It’s getting on for half a century since huge queues like the one in the photo above were seen in Southend – and it was all down to a film.

It was July of 1973 and cinema-goers lined up for hours in the High Street, outside the Odeon, to get in to see the latest James Bond blockbuster – Live and Let Die.

The movie was such a draw that 27,000 people watched it in the first three weeks it showed at the Southend Odeon and at times queues stretched for 400 yards (1,200 ft) around the block.

Arthur Levenson, the legendary manager of the Odeon for many years, said at the time that even he was blown away by the film’s success: “I haven’t seen queues like this for 20 years – they are incredible,” he said.

“All of the James Bond films have been big hits but this one has the strongest appeal yet.

“Every age group is queuing to see it – youngsters and senior citizens. James Bond is pure entertainment – escapism at its very best and the public just love it.”

Mr Levenson said he’d had to turn people away from showings as there just weren’t enough seats to cater for demand.

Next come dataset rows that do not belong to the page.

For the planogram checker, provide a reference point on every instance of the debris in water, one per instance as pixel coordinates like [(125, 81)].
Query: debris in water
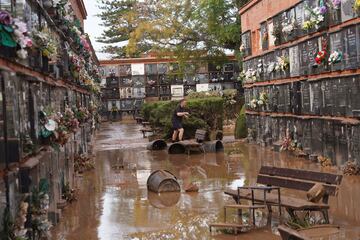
[(351, 168)]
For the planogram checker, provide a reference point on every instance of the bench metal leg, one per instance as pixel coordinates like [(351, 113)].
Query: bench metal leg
[(325, 213), (269, 220)]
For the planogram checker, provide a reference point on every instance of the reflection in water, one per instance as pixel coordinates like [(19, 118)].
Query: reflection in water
[(163, 200), (114, 202)]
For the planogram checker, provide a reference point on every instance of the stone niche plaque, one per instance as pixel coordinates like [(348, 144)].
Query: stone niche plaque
[(294, 60), (286, 73), (305, 97), (336, 41), (340, 93), (270, 30), (264, 36), (334, 16), (279, 73), (303, 58), (162, 68), (246, 41), (306, 136), (312, 48), (300, 16), (354, 96), (138, 81), (341, 143), (315, 97), (295, 95), (350, 47), (277, 32), (329, 140), (317, 137), (328, 101), (281, 99), (287, 97), (271, 66), (347, 11)]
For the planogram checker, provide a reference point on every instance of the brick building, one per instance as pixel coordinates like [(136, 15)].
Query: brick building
[(301, 76), (130, 82)]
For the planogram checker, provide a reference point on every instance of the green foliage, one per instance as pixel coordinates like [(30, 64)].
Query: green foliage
[(205, 113), (240, 127), (232, 100), (187, 28)]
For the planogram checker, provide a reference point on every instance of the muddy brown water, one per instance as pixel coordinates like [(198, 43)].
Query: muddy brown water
[(113, 201)]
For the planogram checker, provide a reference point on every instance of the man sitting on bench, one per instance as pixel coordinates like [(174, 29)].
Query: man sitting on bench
[(177, 118)]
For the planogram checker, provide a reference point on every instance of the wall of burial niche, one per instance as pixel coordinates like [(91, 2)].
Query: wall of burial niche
[(25, 98), (289, 92)]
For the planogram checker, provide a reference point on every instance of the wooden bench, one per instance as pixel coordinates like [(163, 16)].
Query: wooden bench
[(201, 135), (325, 231), (139, 120), (146, 130), (145, 124), (292, 179)]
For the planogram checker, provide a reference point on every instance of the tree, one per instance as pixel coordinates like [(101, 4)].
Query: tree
[(185, 28)]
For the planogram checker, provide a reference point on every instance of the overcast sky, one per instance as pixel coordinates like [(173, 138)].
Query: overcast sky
[(93, 27)]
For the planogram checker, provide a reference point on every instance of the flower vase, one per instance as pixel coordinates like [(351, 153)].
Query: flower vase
[(8, 52), (45, 64), (47, 4), (34, 59)]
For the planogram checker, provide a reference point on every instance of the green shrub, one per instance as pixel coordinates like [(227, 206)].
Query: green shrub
[(205, 113), (240, 128)]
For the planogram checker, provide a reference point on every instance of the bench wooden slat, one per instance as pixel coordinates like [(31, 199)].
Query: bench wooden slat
[(272, 199), (328, 178), (200, 135), (292, 183), (238, 206)]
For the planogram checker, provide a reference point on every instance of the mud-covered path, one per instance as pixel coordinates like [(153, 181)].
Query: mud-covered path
[(113, 201)]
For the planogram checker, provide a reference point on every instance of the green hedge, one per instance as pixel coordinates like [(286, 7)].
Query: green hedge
[(205, 113), (240, 127)]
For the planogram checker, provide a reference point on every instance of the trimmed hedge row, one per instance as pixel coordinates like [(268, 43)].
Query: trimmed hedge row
[(205, 113)]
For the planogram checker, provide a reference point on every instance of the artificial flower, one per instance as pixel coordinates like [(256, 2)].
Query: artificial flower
[(336, 4), (335, 57), (5, 18), (320, 57)]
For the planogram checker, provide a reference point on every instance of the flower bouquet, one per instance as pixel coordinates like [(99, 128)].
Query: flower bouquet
[(336, 4), (335, 57), (357, 7), (13, 36), (82, 114), (316, 18), (47, 44), (320, 57)]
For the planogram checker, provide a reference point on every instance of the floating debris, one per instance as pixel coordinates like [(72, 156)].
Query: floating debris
[(324, 161), (351, 168)]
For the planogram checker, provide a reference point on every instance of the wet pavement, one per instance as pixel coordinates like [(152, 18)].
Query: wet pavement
[(113, 201)]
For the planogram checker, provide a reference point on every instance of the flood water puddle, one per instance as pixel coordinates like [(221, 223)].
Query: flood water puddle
[(113, 201)]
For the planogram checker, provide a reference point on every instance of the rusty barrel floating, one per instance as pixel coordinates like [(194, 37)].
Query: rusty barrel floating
[(213, 146), (177, 148), (157, 145), (162, 181)]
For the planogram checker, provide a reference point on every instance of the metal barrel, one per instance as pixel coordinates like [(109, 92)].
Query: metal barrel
[(213, 146), (177, 148), (157, 145), (163, 181)]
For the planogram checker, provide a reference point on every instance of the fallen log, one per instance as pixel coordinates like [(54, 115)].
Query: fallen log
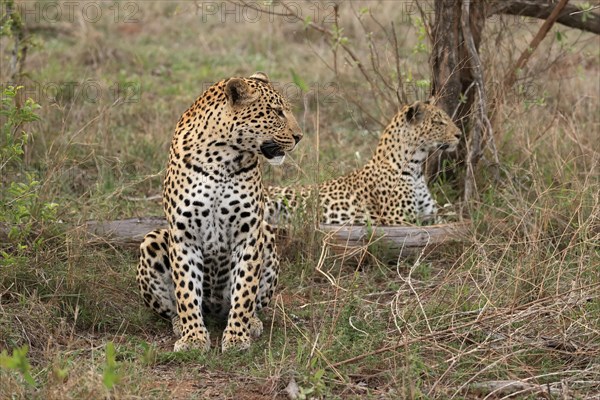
[(402, 240)]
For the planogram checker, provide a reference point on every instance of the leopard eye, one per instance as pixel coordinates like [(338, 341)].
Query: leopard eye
[(279, 111)]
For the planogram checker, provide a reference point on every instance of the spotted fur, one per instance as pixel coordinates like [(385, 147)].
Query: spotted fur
[(390, 189), (218, 254)]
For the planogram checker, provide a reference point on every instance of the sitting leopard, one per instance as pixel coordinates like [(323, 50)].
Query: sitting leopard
[(390, 189), (218, 254)]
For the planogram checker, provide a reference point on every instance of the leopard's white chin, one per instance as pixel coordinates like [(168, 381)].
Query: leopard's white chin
[(277, 160)]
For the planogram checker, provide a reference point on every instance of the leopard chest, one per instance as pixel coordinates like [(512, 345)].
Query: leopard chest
[(214, 215)]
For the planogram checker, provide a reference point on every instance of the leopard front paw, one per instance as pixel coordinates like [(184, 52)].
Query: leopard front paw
[(235, 341), (256, 327), (177, 327), (193, 341)]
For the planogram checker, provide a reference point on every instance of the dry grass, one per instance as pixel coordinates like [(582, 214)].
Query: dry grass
[(516, 305)]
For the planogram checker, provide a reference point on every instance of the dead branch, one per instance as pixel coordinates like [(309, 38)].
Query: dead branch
[(535, 42), (570, 16), (482, 127)]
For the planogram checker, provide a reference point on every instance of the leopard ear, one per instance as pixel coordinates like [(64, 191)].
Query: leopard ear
[(239, 93), (261, 76), (414, 112), (432, 100)]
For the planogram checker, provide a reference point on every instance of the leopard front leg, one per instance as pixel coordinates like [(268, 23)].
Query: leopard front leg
[(187, 272), (270, 271), (154, 277), (242, 321)]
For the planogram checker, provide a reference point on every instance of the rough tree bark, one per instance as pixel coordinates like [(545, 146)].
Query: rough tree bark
[(453, 76), (457, 77)]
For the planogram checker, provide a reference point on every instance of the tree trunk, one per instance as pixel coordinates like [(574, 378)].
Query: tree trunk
[(452, 75)]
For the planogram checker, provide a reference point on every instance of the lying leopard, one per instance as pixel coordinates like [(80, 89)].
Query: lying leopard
[(390, 189), (218, 254)]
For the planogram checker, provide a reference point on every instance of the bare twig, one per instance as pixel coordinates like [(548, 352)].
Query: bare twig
[(509, 80), (543, 9)]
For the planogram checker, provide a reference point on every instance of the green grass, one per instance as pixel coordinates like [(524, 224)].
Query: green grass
[(517, 300)]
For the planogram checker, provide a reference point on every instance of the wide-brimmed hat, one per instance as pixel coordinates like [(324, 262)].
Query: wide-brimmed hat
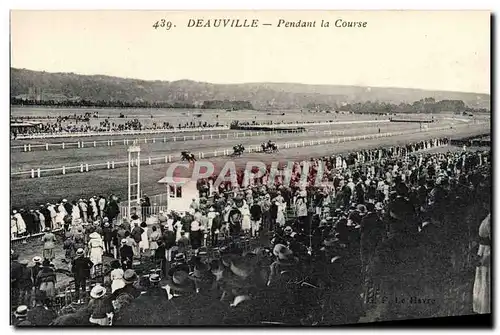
[(129, 276), (95, 235), (282, 252), (330, 241), (154, 278), (114, 264), (195, 226), (180, 257), (241, 266), (97, 292), (362, 209), (201, 273), (21, 311), (180, 282)]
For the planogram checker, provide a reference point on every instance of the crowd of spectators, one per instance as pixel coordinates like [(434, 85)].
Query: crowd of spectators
[(386, 224)]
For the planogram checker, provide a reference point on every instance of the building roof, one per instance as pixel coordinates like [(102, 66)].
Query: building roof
[(181, 174)]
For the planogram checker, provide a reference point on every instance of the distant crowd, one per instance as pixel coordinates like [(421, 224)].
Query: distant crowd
[(387, 223)]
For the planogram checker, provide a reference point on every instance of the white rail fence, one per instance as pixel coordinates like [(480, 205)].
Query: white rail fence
[(85, 167), (181, 130), (127, 141), (124, 132)]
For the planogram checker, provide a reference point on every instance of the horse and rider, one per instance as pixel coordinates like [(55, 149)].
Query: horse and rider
[(187, 156), (238, 150), (269, 147)]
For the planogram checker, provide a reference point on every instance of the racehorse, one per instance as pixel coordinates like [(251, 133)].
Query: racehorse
[(238, 150), (269, 147), (187, 156)]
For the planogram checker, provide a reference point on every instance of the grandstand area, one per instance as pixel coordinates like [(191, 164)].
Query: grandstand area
[(97, 164)]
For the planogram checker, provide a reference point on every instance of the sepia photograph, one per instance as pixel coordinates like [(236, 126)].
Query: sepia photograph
[(257, 168)]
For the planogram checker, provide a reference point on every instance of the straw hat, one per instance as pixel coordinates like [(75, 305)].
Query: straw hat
[(21, 311), (97, 292), (129, 276), (201, 273), (180, 282), (282, 252), (241, 267), (179, 257), (154, 278)]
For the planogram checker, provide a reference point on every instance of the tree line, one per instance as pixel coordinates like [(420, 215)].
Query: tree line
[(424, 106), (226, 104), (99, 103), (209, 104)]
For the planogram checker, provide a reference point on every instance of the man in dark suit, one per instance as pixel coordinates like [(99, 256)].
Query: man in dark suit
[(81, 271), (126, 255)]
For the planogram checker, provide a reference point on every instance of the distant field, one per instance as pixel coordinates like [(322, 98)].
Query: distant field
[(27, 192), (176, 116), (56, 157)]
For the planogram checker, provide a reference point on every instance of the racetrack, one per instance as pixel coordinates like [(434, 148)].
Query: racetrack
[(29, 193), (56, 158)]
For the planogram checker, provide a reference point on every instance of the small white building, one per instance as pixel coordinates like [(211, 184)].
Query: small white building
[(181, 190)]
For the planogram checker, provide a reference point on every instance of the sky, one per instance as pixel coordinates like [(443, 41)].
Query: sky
[(441, 50)]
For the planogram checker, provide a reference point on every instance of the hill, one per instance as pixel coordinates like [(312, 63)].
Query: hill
[(260, 95)]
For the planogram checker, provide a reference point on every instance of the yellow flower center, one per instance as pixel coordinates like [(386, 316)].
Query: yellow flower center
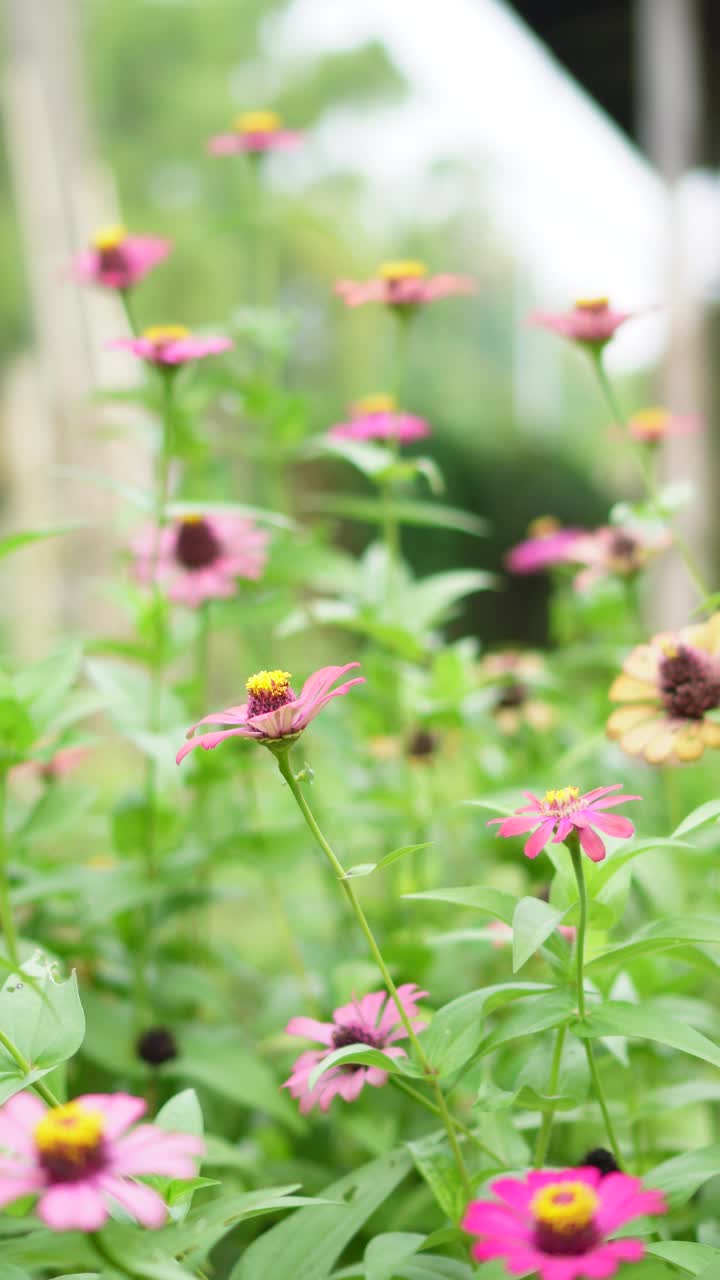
[(379, 403), (258, 122), (565, 1206), (408, 269), (162, 333), (68, 1133), (592, 304), (564, 798), (109, 237)]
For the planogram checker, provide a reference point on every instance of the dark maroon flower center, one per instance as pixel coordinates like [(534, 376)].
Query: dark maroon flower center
[(196, 545), (689, 682)]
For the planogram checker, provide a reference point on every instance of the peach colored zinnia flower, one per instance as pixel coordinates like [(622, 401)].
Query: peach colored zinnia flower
[(591, 321), (199, 558), (78, 1156), (557, 1224), (169, 344), (666, 690), (272, 711), (255, 132), (565, 810), (402, 284), (377, 417), (117, 260), (372, 1020)]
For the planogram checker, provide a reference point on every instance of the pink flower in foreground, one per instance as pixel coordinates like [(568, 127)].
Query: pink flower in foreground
[(548, 544), (169, 344), (255, 132), (373, 1020), (117, 260), (272, 711), (199, 557), (377, 417), (556, 1224), (591, 321), (651, 425), (565, 810), (77, 1156), (402, 284)]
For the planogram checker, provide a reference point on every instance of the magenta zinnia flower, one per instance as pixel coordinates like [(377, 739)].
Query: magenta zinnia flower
[(591, 321), (199, 557), (402, 284), (377, 417), (255, 132), (373, 1020), (556, 1224), (117, 260), (78, 1156), (565, 810), (272, 711), (169, 344)]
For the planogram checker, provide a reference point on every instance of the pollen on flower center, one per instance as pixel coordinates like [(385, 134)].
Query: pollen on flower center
[(258, 122), (268, 690), (69, 1141), (408, 269)]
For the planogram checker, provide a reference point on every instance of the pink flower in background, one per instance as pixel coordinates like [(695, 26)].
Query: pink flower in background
[(651, 425), (372, 1020), (117, 260), (199, 558), (172, 344), (272, 709), (377, 417), (565, 810), (255, 132), (557, 1223), (548, 544), (402, 284), (78, 1156), (591, 320)]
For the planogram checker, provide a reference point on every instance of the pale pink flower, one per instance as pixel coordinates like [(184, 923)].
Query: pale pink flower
[(377, 417), (372, 1020), (255, 132), (272, 711), (591, 321), (169, 344), (565, 810), (199, 558), (78, 1156), (557, 1224), (402, 284), (117, 260)]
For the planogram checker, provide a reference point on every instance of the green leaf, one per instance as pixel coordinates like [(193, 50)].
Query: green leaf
[(532, 923), (309, 1243)]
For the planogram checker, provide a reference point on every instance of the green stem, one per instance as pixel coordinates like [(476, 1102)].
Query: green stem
[(546, 1127), (7, 919), (347, 888), (646, 471), (575, 854)]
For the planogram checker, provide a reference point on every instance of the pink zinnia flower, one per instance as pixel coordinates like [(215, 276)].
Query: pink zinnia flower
[(556, 1224), (402, 284), (255, 132), (377, 417), (117, 260), (373, 1020), (651, 425), (565, 810), (78, 1156), (547, 544), (200, 557), (169, 344), (272, 711)]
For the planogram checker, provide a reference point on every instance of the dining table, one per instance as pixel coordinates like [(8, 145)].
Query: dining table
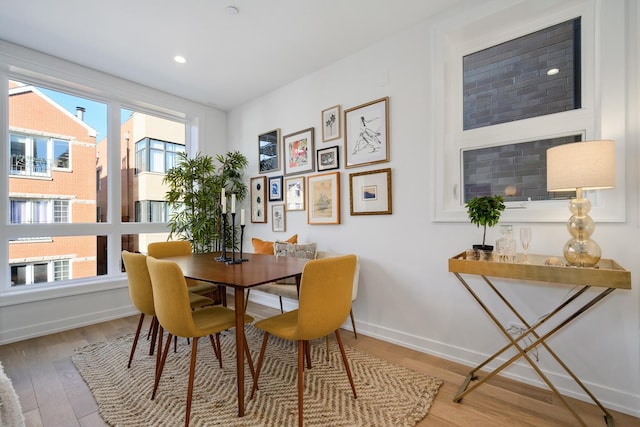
[(254, 270)]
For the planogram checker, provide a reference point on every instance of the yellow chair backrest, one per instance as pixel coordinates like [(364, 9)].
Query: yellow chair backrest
[(171, 297), (140, 289), (325, 295), (170, 248)]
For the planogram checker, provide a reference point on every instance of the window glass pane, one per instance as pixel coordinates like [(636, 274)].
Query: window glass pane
[(516, 171), (154, 141), (45, 260), (61, 154), (530, 76)]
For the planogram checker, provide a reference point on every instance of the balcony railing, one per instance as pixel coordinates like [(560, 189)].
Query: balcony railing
[(30, 166)]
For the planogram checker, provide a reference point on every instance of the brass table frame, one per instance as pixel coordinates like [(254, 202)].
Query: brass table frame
[(607, 275)]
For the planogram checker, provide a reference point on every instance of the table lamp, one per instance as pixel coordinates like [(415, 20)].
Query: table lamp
[(576, 167)]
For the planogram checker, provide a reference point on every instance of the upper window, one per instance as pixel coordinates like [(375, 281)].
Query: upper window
[(530, 76)]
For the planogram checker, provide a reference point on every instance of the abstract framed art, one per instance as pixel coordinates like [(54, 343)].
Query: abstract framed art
[(269, 151), (294, 194), (258, 199), (331, 123), (370, 192), (323, 195), (327, 159), (275, 188), (366, 133), (299, 152)]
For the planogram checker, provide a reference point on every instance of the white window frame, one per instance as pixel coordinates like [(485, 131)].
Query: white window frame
[(201, 123), (599, 117)]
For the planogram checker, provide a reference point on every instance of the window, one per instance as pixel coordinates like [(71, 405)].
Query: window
[(68, 207), (495, 98), (38, 211), (153, 155), (39, 272)]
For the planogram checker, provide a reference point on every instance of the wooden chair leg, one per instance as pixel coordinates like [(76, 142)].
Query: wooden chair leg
[(135, 339), (154, 334), (249, 359), (346, 363), (216, 348), (353, 323), (160, 368), (192, 372), (265, 338), (301, 353), (328, 347), (246, 300)]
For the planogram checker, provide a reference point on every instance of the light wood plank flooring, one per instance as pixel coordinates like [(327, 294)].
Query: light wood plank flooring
[(52, 393)]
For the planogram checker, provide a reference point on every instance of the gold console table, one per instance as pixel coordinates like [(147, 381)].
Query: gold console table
[(607, 276)]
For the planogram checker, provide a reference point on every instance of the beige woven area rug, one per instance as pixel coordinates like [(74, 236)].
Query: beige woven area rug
[(388, 395)]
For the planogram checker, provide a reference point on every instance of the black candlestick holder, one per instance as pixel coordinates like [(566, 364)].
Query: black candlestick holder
[(233, 259), (223, 257)]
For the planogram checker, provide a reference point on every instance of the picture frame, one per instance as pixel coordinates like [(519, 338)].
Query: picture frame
[(275, 188), (323, 198), (327, 159), (299, 152), (366, 133), (370, 192), (278, 218), (294, 194), (269, 151), (331, 123), (258, 199)]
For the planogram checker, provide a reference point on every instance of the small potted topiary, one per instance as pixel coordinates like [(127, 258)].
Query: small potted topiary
[(485, 211)]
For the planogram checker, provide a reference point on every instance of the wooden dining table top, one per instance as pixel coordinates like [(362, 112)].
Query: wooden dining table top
[(257, 270)]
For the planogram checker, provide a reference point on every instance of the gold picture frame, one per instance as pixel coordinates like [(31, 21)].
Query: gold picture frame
[(366, 133), (323, 198), (331, 123), (259, 199), (370, 192)]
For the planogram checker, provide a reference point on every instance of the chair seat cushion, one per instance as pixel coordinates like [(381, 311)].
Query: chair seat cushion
[(282, 326), (286, 290)]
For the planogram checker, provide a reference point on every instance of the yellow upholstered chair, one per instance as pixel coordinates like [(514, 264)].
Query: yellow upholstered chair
[(183, 247), (287, 288), (324, 304), (141, 294), (170, 297)]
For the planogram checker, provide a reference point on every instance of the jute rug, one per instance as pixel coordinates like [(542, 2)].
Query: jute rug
[(388, 395)]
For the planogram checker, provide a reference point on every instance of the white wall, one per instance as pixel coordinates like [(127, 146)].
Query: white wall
[(407, 295)]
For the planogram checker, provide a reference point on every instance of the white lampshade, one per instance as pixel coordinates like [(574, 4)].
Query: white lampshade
[(588, 165)]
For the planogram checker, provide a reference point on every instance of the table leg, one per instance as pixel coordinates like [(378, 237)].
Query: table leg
[(239, 308)]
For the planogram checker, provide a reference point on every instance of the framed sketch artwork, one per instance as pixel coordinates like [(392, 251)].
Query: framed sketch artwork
[(366, 133), (370, 192), (327, 159), (258, 199), (269, 151), (294, 194), (331, 123), (299, 152), (278, 220), (275, 188), (323, 194)]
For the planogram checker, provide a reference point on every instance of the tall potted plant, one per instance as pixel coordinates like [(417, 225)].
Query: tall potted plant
[(485, 211), (194, 191)]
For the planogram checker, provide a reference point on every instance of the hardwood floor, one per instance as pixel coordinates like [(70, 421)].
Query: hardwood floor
[(52, 393)]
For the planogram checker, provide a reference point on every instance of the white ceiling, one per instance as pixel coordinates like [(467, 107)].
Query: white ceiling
[(230, 59)]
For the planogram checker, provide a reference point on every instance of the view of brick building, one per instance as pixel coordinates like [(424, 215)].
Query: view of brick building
[(51, 180)]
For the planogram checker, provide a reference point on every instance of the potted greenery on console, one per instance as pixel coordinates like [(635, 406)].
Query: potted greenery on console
[(194, 191), (485, 211)]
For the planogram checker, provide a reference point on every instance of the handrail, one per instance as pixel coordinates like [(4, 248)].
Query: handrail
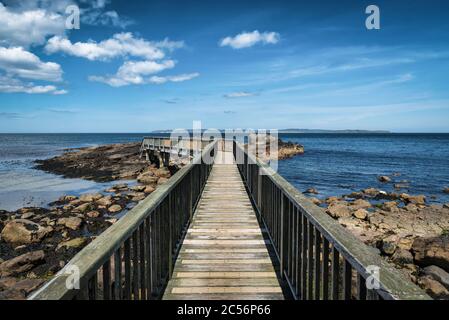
[(308, 243), (134, 258)]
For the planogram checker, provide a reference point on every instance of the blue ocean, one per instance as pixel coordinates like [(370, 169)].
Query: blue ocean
[(334, 164)]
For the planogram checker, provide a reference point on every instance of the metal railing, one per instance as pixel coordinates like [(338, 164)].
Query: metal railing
[(134, 258), (318, 258), (168, 144)]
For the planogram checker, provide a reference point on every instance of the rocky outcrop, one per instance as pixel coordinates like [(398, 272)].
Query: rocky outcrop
[(432, 251), (22, 231), (103, 163), (22, 263)]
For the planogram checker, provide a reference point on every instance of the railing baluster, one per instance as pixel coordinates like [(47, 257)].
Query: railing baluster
[(317, 264), (310, 262), (142, 262), (347, 280), (135, 261), (361, 287), (325, 268), (92, 286), (118, 274), (127, 256), (107, 280), (335, 273), (304, 257)]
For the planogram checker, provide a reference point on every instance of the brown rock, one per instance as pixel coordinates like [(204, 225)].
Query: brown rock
[(311, 191), (437, 274), (22, 263), (147, 179), (84, 207), (435, 289), (73, 223), (139, 196), (28, 285), (315, 201), (338, 210), (432, 251), (120, 186), (360, 204), (411, 207), (67, 198), (105, 201), (22, 231), (419, 199), (402, 257), (93, 214), (162, 173), (361, 214), (149, 189), (372, 192), (12, 294), (390, 206), (138, 188), (331, 199), (27, 215), (115, 208), (72, 244), (91, 197), (389, 245)]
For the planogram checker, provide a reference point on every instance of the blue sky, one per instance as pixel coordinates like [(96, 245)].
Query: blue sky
[(137, 66)]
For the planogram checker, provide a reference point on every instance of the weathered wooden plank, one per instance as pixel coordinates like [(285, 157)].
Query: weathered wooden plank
[(224, 254)]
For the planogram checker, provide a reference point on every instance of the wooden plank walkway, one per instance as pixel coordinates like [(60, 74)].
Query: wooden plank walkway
[(224, 254)]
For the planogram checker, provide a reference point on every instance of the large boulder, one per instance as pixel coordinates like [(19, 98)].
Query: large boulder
[(418, 199), (432, 251), (360, 204), (434, 288), (105, 201), (361, 214), (147, 178), (402, 257), (23, 231), (115, 208), (339, 209), (72, 244), (162, 173), (73, 223), (90, 197), (85, 207), (437, 274), (22, 263)]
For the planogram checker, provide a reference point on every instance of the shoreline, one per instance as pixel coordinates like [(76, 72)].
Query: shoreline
[(36, 242), (64, 227)]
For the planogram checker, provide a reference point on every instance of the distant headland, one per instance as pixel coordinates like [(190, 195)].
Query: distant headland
[(296, 130)]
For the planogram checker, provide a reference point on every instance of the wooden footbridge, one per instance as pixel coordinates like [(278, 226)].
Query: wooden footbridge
[(226, 226)]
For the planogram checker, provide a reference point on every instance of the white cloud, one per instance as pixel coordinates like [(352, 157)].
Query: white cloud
[(11, 85), (16, 61), (137, 72), (120, 45), (134, 72), (249, 39), (176, 78), (240, 94), (29, 27)]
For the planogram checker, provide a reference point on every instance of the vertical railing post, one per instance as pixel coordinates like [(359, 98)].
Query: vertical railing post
[(190, 196), (283, 245), (170, 235)]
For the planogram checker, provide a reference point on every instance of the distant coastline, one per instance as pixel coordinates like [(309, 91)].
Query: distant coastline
[(296, 130)]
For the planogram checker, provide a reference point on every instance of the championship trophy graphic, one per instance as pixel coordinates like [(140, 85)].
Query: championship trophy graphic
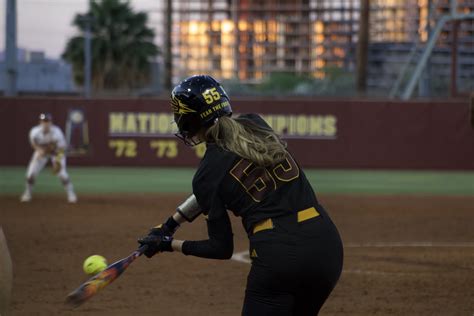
[(77, 132)]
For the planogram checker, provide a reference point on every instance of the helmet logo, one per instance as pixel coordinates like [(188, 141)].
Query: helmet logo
[(179, 107)]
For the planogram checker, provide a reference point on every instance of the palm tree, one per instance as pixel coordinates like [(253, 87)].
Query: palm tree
[(122, 46)]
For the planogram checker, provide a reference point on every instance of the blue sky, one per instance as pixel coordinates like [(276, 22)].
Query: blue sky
[(45, 25)]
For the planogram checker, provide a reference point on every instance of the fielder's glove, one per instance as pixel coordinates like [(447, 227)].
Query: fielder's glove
[(50, 149)]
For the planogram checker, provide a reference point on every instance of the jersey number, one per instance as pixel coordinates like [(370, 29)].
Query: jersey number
[(258, 181)]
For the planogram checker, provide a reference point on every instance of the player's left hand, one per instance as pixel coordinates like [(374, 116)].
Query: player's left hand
[(157, 241)]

The family pictured in the photo gallery were the first in line for a showing. Peter Mazirel from Burlescombe Crescent, Thorpe Bay and his family had lined up for hours to ensure their seats.

So what was the big attraction? Perhaps it was the fact that Live and Let Die was Roger Moore’s first outing as Bond. Or was it catchy theme tune by Paul McCartney and his group, Wings? Maybe it was Bond’s gadget-tastic magnetic Rolex watch or that iconic crocodile jump escape scene? Whatever it was the film’s box office appeal was a boon to Southend’s cinemas.

Four years later, in 1977, queues like these would be seen again, this time with the release of the original Star Wars film.